Over de vrijheid van de mens

Jakob Lorber - De Huishouding van God (deel 1)

«« 142 / 187 »»
[1] Na deze waarschuwende woorden van Emmanuël stond Seth op en bracht, machtig aangegrepen door liefde, het volgende naar voren:
[2] "O Emmanuël Abba, vergeef ons allen onze verschrikkelijke lauwheid! Want zie, ik en ook wij allen werden door Uw buitengewone grote wonderdaden volledig gevoelloos en de woorden van Adam, Henoch, zijn begunstiging, Uw snel op elkaar volgende vurige redevoeringen en de van liefde gloeiende leerstellingen hebben onze van nature enigszins langzame geest overladen en wij konden nooit al die onuitsprekelijke heerlijkheden uit Uw heilige mond volgen; daarom waren wij ten prooi aan onze grote onmacht en rekenden heimelijk op Henoch, dat hij ons naderhand zulks weer zou bijbrengen en dat wij het dan bij tijd en gelegenheid heel aangenaam en makkelijk zouden kunnen begrijpen.

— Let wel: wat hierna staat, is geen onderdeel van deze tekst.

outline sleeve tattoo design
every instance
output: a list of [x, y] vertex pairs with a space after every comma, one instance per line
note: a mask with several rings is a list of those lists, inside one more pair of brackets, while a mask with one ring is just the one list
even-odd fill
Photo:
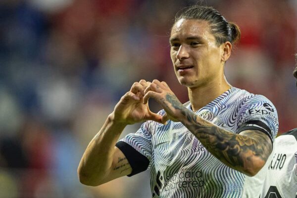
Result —
[[253, 165], [253, 157], [266, 162], [272, 148], [271, 144], [265, 144], [269, 138], [264, 133], [254, 130], [247, 130], [242, 135], [232, 133], [199, 118], [175, 95], [167, 94], [166, 100], [186, 118], [181, 121], [185, 126], [210, 153], [226, 165], [242, 171]]

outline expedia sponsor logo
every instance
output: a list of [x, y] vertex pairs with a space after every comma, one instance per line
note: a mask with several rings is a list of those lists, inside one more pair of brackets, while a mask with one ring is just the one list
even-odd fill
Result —
[[274, 117], [274, 116], [273, 115], [272, 112], [273, 112], [269, 111], [264, 109], [250, 109], [249, 110], [248, 110], [248, 114], [250, 115], [255, 114], [262, 114], [263, 116], [266, 115], [269, 115]]

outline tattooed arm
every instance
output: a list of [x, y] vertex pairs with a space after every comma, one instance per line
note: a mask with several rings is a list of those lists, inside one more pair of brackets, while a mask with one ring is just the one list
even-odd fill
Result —
[[132, 172], [128, 160], [115, 145], [127, 124], [148, 120], [161, 122], [162, 117], [143, 104], [143, 91], [148, 83], [142, 80], [133, 84], [88, 146], [78, 168], [83, 184], [98, 186]]
[[98, 186], [131, 173], [132, 169], [126, 157], [114, 146], [125, 126], [115, 123], [111, 116], [108, 117], [81, 160], [78, 173], [82, 183]]
[[145, 91], [144, 102], [152, 98], [162, 105], [166, 112], [163, 122], [181, 122], [214, 156], [248, 175], [255, 175], [264, 166], [272, 148], [267, 135], [256, 130], [238, 134], [224, 129], [187, 109], [165, 82], [152, 82]]
[[187, 110], [181, 110], [185, 118], [182, 122], [223, 163], [249, 176], [264, 166], [272, 150], [266, 134], [256, 130], [234, 134]]

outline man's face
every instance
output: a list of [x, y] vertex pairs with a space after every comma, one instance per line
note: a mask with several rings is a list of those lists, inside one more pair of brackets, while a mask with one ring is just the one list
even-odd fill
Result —
[[223, 73], [222, 49], [217, 45], [207, 21], [180, 19], [172, 28], [170, 42], [171, 60], [181, 84], [200, 86]]

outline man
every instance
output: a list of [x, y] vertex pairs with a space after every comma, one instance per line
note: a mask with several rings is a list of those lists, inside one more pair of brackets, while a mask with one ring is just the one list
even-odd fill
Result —
[[[150, 168], [153, 198], [258, 194], [278, 121], [267, 98], [226, 79], [225, 64], [240, 38], [238, 27], [213, 8], [178, 13], [170, 54], [190, 101], [182, 104], [165, 82], [134, 83], [88, 146], [80, 181], [97, 186]], [[149, 98], [164, 110], [151, 112]], [[142, 121], [136, 133], [116, 143], [127, 124]]]
[[[297, 79], [297, 63], [293, 74]], [[275, 145], [260, 197], [297, 198], [297, 128], [276, 138]]]

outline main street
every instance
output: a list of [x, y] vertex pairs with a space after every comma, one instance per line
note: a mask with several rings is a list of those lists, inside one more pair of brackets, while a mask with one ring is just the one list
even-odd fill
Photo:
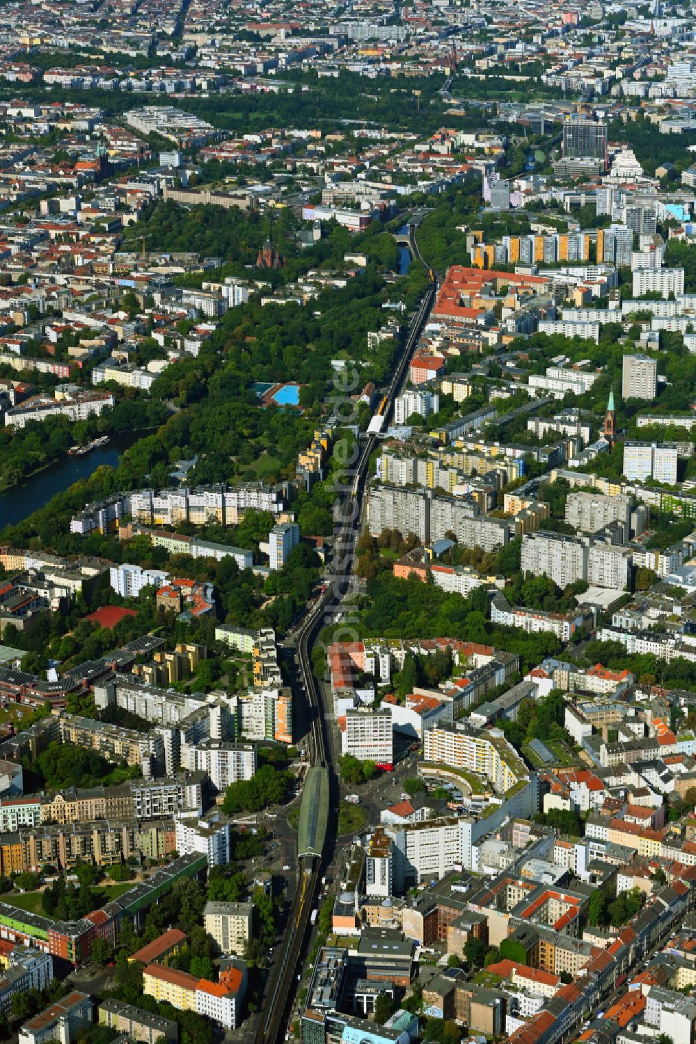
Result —
[[[413, 255], [421, 262], [422, 258], [416, 243], [415, 231], [422, 216], [424, 216], [424, 212], [414, 215], [408, 226]], [[382, 388], [384, 400], [380, 413], [384, 418], [384, 425], [387, 425], [392, 417], [394, 399], [404, 382], [409, 362], [418, 345], [435, 300], [437, 283], [434, 274], [432, 271], [428, 274], [427, 289], [412, 316], [403, 348], [389, 383], [386, 388]], [[359, 536], [370, 457], [376, 446], [377, 437], [374, 434], [368, 435], [359, 447], [359, 455], [351, 473], [350, 490], [342, 491], [337, 497], [334, 549], [326, 573], [325, 590], [310, 604], [294, 635], [297, 647], [295, 655], [296, 687], [304, 694], [310, 717], [306, 746], [310, 763], [325, 767], [328, 774], [329, 816], [322, 858], [319, 860], [304, 859], [299, 868], [302, 882], [301, 885], [298, 882], [285, 932], [281, 943], [276, 948], [274, 967], [266, 983], [263, 1014], [258, 1020], [255, 1034], [257, 1044], [282, 1041], [285, 1038], [288, 1018], [292, 1021], [297, 993], [297, 972], [302, 968], [305, 943], [309, 934], [309, 912], [317, 900], [319, 881], [322, 873], [325, 873], [326, 869], [332, 865], [334, 858], [338, 857], [340, 860], [343, 853], [342, 845], [337, 851], [340, 801], [337, 768], [341, 752], [333, 720], [333, 699], [328, 687], [318, 684], [314, 677], [311, 651], [322, 630], [333, 621], [344, 599], [354, 589], [355, 545]]]

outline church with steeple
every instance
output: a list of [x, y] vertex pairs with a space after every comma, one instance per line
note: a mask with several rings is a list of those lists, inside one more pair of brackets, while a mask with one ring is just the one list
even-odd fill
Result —
[[613, 404], [613, 388], [609, 392], [609, 401], [606, 404], [602, 435], [610, 446], [613, 446], [617, 438], [617, 410]]

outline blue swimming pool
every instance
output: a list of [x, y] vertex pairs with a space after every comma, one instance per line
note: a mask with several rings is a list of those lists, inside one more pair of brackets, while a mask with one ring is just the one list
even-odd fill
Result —
[[279, 406], [297, 406], [300, 402], [299, 384], [283, 384], [273, 396], [273, 401]]

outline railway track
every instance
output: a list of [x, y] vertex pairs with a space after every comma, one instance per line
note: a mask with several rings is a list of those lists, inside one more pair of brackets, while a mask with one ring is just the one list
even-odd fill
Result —
[[[415, 233], [412, 227], [410, 227], [410, 236], [414, 255], [421, 260], [417, 245], [415, 245]], [[394, 397], [403, 383], [413, 350], [418, 343], [418, 338], [435, 298], [437, 282], [432, 271], [430, 276], [428, 289], [421, 299], [412, 318], [403, 351], [394, 369], [382, 401], [381, 412], [385, 417], [385, 423], [389, 421], [392, 414]], [[339, 782], [332, 764], [332, 743], [328, 735], [327, 714], [324, 713], [321, 695], [311, 670], [310, 651], [317, 634], [326, 625], [346, 594], [350, 591], [353, 551], [359, 531], [361, 517], [359, 512], [355, 514], [354, 502], [362, 502], [370, 455], [375, 449], [376, 443], [377, 440], [374, 435], [370, 435], [366, 440], [355, 465], [355, 475], [350, 495], [344, 494], [341, 501], [341, 509], [337, 522], [338, 533], [331, 580], [327, 584], [326, 591], [310, 607], [297, 632], [297, 662], [300, 683], [305, 691], [311, 711], [311, 729], [308, 743], [309, 760], [312, 765], [326, 767], [329, 775], [329, 788], [332, 796], [329, 828], [333, 825], [331, 821], [338, 820]], [[330, 709], [327, 710], [330, 711]], [[335, 831], [327, 829], [328, 837], [334, 838]], [[309, 857], [301, 859], [301, 883], [296, 889], [287, 925], [285, 926], [281, 943], [282, 952], [280, 962], [276, 965], [266, 989], [266, 1004], [259, 1019], [255, 1037], [256, 1044], [276, 1044], [276, 1042], [284, 1040], [285, 1024], [289, 1015], [288, 1009], [295, 997], [295, 986], [299, 970], [302, 967], [301, 958], [309, 925], [309, 916], [317, 896], [322, 865], [322, 859]]]

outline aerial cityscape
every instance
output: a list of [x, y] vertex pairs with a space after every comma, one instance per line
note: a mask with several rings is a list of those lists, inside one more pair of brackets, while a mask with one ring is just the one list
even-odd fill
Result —
[[696, 6], [0, 0], [0, 1040], [696, 1044]]

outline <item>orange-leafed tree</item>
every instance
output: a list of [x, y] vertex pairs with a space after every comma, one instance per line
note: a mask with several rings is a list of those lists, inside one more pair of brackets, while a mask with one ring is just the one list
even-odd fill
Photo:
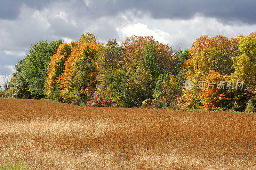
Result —
[[[187, 79], [196, 84], [208, 76], [211, 70], [223, 75], [233, 73], [235, 70], [232, 67], [232, 59], [241, 54], [238, 44], [242, 37], [229, 39], [221, 35], [213, 37], [205, 35], [197, 38], [189, 49], [190, 58], [183, 64], [186, 68], [184, 71]], [[182, 107], [185, 106], [185, 107], [188, 107], [185, 108], [198, 107], [196, 105], [198, 105], [198, 99], [203, 92], [200, 89], [184, 90], [180, 100], [180, 103], [183, 103]], [[199, 102], [202, 106], [202, 104]]]
[[95, 41], [84, 42], [72, 49], [61, 74], [60, 96], [66, 103], [87, 101], [96, 89], [96, 61], [103, 45]]
[[204, 94], [201, 99], [203, 105], [200, 108], [206, 110], [214, 110], [218, 107], [229, 106], [230, 97], [229, 91], [225, 85], [229, 76], [223, 75], [213, 70], [204, 78], [206, 87], [203, 90]]
[[57, 52], [51, 57], [49, 63], [47, 77], [45, 85], [46, 92], [48, 98], [60, 101], [60, 78], [65, 70], [64, 63], [70, 55], [72, 48], [77, 43], [72, 41], [70, 44], [63, 43], [59, 47]]

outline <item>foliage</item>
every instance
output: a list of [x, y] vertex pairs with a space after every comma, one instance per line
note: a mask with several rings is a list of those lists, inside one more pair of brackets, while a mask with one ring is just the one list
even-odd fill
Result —
[[25, 58], [22, 76], [27, 81], [28, 91], [34, 98], [40, 99], [46, 96], [44, 86], [51, 56], [57, 51], [62, 43], [62, 41], [59, 40], [50, 43], [45, 41], [34, 44]]
[[207, 86], [203, 89], [204, 94], [201, 101], [203, 106], [200, 107], [201, 109], [216, 110], [228, 105], [229, 100], [232, 99], [229, 97], [228, 91], [225, 88], [222, 89], [221, 86], [226, 83], [228, 78], [215, 71], [210, 71], [209, 75], [204, 79]]
[[147, 105], [151, 104], [152, 103], [152, 100], [151, 99], [147, 99], [142, 102], [141, 106], [144, 106]]
[[68, 44], [61, 44], [57, 52], [51, 57], [44, 85], [48, 98], [56, 101], [61, 101], [60, 96], [60, 78], [65, 69], [64, 63], [71, 54], [71, 49], [76, 44], [74, 41]]
[[122, 69], [125, 51], [124, 48], [119, 46], [116, 39], [108, 40], [102, 54], [98, 58], [101, 68], [103, 71], [108, 69]]
[[148, 43], [144, 45], [142, 51], [142, 64], [146, 70], [149, 71], [153, 78], [158, 76], [158, 66], [156, 63], [156, 52], [154, 43]]
[[130, 107], [138, 107], [147, 99], [152, 98], [155, 80], [151, 71], [145, 69], [138, 68], [126, 85]]
[[248, 113], [255, 113], [255, 107], [253, 106], [251, 100], [249, 100], [246, 106], [246, 109], [244, 112]]
[[114, 100], [109, 100], [106, 95], [101, 94], [96, 96], [91, 100], [87, 103], [87, 106], [98, 107], [111, 107], [113, 106]]
[[79, 103], [88, 100], [96, 90], [96, 61], [102, 44], [95, 41], [77, 44], [65, 63], [60, 78], [60, 96], [63, 101]]
[[163, 101], [167, 107], [175, 100], [178, 94], [179, 87], [173, 75], [160, 74], [156, 85], [153, 96], [155, 99]]
[[78, 42], [80, 44], [83, 44], [84, 42], [90, 43], [96, 42], [98, 39], [98, 38], [93, 33], [86, 32], [85, 34], [82, 33], [81, 35], [78, 40]]

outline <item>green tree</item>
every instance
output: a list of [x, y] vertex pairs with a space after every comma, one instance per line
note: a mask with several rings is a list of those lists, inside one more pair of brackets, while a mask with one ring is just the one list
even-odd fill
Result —
[[44, 84], [47, 77], [47, 71], [51, 56], [54, 54], [59, 46], [62, 43], [59, 40], [40, 41], [34, 44], [29, 49], [23, 64], [22, 72], [27, 81], [28, 91], [36, 99], [45, 97]]
[[173, 75], [160, 74], [158, 77], [153, 96], [164, 101], [167, 107], [173, 103], [179, 94], [178, 86]]
[[127, 74], [119, 69], [109, 69], [106, 70], [98, 79], [100, 83], [97, 88], [97, 93], [104, 92], [108, 98], [114, 100], [116, 107], [130, 107], [131, 98], [126, 86]]
[[103, 52], [99, 58], [98, 62], [102, 69], [122, 69], [124, 60], [123, 55], [125, 49], [119, 46], [116, 39], [108, 40]]
[[180, 72], [182, 68], [182, 66], [184, 62], [189, 58], [188, 56], [189, 51], [188, 49], [184, 50], [181, 49], [176, 53], [175, 58], [177, 63], [176, 71], [177, 73]]
[[10, 91], [9, 95], [15, 98], [30, 99], [32, 96], [28, 91], [28, 83], [22, 74], [23, 63], [24, 61], [20, 59], [15, 65], [16, 72], [12, 75], [10, 85], [11, 90]]
[[149, 42], [145, 43], [142, 54], [142, 64], [144, 67], [150, 71], [153, 77], [157, 77], [158, 73], [155, 44]]
[[84, 34], [82, 33], [79, 38], [78, 42], [80, 44], [82, 44], [84, 42], [92, 42], [93, 41], [96, 41], [98, 39], [92, 33], [90, 33], [89, 32], [86, 32]]
[[130, 107], [139, 107], [147, 99], [152, 98], [155, 79], [150, 70], [138, 68], [126, 85]]

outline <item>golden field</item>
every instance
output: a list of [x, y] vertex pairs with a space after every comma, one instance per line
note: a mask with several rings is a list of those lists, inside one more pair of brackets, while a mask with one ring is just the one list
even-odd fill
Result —
[[0, 98], [0, 169], [21, 161], [30, 169], [255, 169], [256, 114]]

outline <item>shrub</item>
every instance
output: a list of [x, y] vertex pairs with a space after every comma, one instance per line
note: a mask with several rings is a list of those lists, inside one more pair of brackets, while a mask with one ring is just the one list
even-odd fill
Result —
[[255, 113], [255, 107], [252, 103], [251, 100], [248, 101], [247, 103], [246, 109], [244, 112], [248, 113]]
[[151, 99], [147, 99], [142, 102], [141, 106], [142, 107], [145, 106], [147, 105], [151, 104], [151, 103], [152, 103], [152, 100]]
[[92, 100], [87, 102], [87, 106], [112, 107], [114, 105], [113, 100], [109, 100], [106, 95], [101, 94], [96, 96]]

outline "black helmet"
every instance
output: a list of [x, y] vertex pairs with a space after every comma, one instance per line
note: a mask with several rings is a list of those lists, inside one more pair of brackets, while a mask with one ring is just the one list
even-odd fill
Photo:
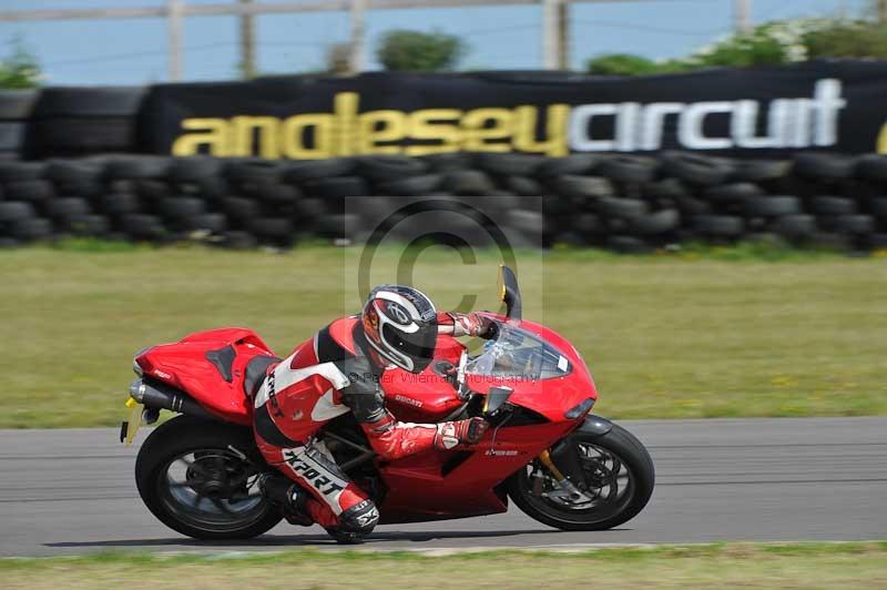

[3] Maar een heel ander heilig licht uit U toont ons allen nu, dat al deze zojuist aangevoerde redenen niet op die manier werken, maar dat het onze eigen trage wil was, die dat door een dergelijke ergerlijke lauwheid allemaal in ons teweegbracht; O Emmanuël, wek daarom onze nog steeds dode wil en sterk onze zwakke harten met Uw genade, opdat wij in staat zijn datgene wat U met Uw heilige mond zei levend in ons op te nemen en ons leven daarna op een U welgevallige wijze in te kunnen richten! Amen."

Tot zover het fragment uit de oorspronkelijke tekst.